Given this slow realization, I reckon early access might be awesome for me. I know what my next game will be called, what its about, and generally what the art style will be. Its ‘sort of playable’ right now. I think its shaping up really well. But should there be X options or Y options? should feature A be prominent or optional? Does it need procedural maps? does it need difficulty options? does it need a minimap or a ‘schematic’ view? how much should tech-trees be part of the game? how much focus should there be on the money side?

I’m not sure yet.

And this is why I intend to do something ‘like’ early access. More like introversions model than the normal steam system. I’d like to keep things small and community-like before appearing on steam, at least until a lot of the early stuff is worked out. I may even start my whole early access thing with some *shudder* coder art in there (as placeholder). There probably wont be music, and placeholder SFX. When a game goes into Early Access on steam, too many journalists and gamers treat it as ‘released’ and start to form judgements about the final game. I’d like to spend a lot of time with me coding and implementing stuff whilst having an honest open dialog (probably through this blog) with the kind of gamers who would be interested in the game, to work out how it should develop. I quite enjoy video blogs now and would enjoy doing regular video progress reports on the game as it develops.

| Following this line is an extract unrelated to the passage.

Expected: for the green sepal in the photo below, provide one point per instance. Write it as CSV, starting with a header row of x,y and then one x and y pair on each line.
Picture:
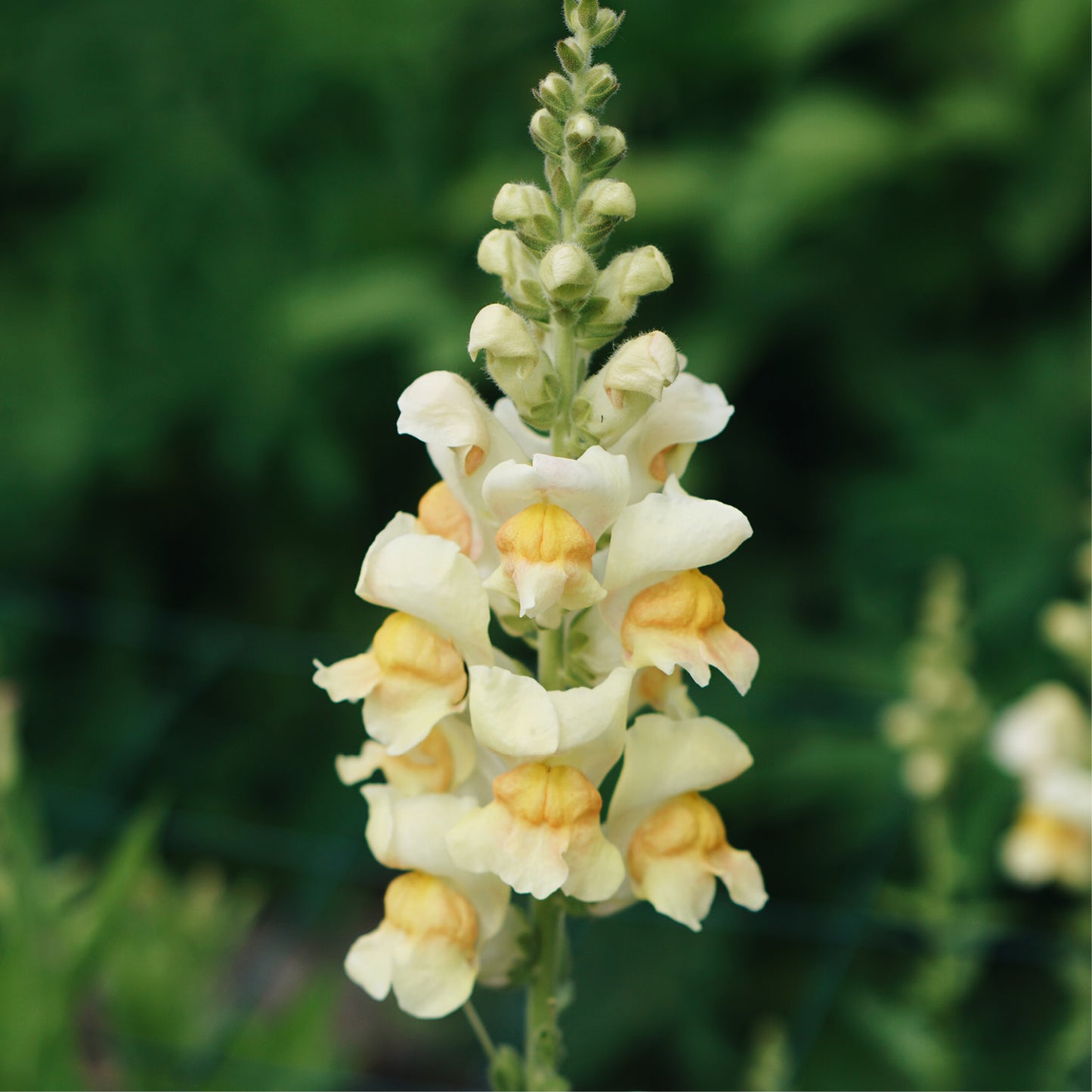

Part of me is even thinking about making the game a negligible cost during EA. There is nothera part of me considering making it free, and supported by DLC. Everything is up for re-evaluation. Whatever happens, it should prove interesting.

 

4 Responses to “Re-thinking early access”

  1. Bram Stolk says:

    For my next game, I will go early access.
    Either via itch.io or via steam, or maybe even both?

    Look at what this INDIEvidual of 16yo managed to do:
    24M downloads, without having released yet!
    Kudos!
    http://www.pcgamer.com/unturned-how-a-survival-game-made-by-a-16-year-old-racked-up-24-million-downloads/

  2. Martin says:

    I generally favor the “higher price during EA than after release” model, simply for the fact that it weeds out anyone who’s not genuinely interested in the game. If you want valuable feedback during the first few months you a.) want high quality feedback from people that actually care about and understand your idea and b.) not too many people playing the game yet because you don’t want to be wasting your time on support for the people not in the group described in a.).

  3. Charles Thompson says:

    As always, I’ll be following your blog and waiting until you slip up and invite people to your next game via EA. I’m normally not a fan of EA for the exact reason you weren’t but you’re one of a handful of developers I’d trust with my money before a game was finished.

  4. Steve says:

    I feel that a big part of Prison Architects success was that the first alpha they released was fun, playable and felt complete (even if it wasn’t), and frankly if that had been it, if that version was the full game, I think I would still have have been happy with my purchase!

    Although as a dev I’m used to looking past flaws and working around incomplete features, so perhaps I was a little too forgiving of that early version…

    But I still played it for a good 10 hours or so before really running into the limits of the early code; it helped that it was hard as nails with the fixed intake, meaning it was quite likely that your first few prisons were going to fail quickly forcing you into perfecting your early game and hiding the fact the late game was where that early code was most lacking.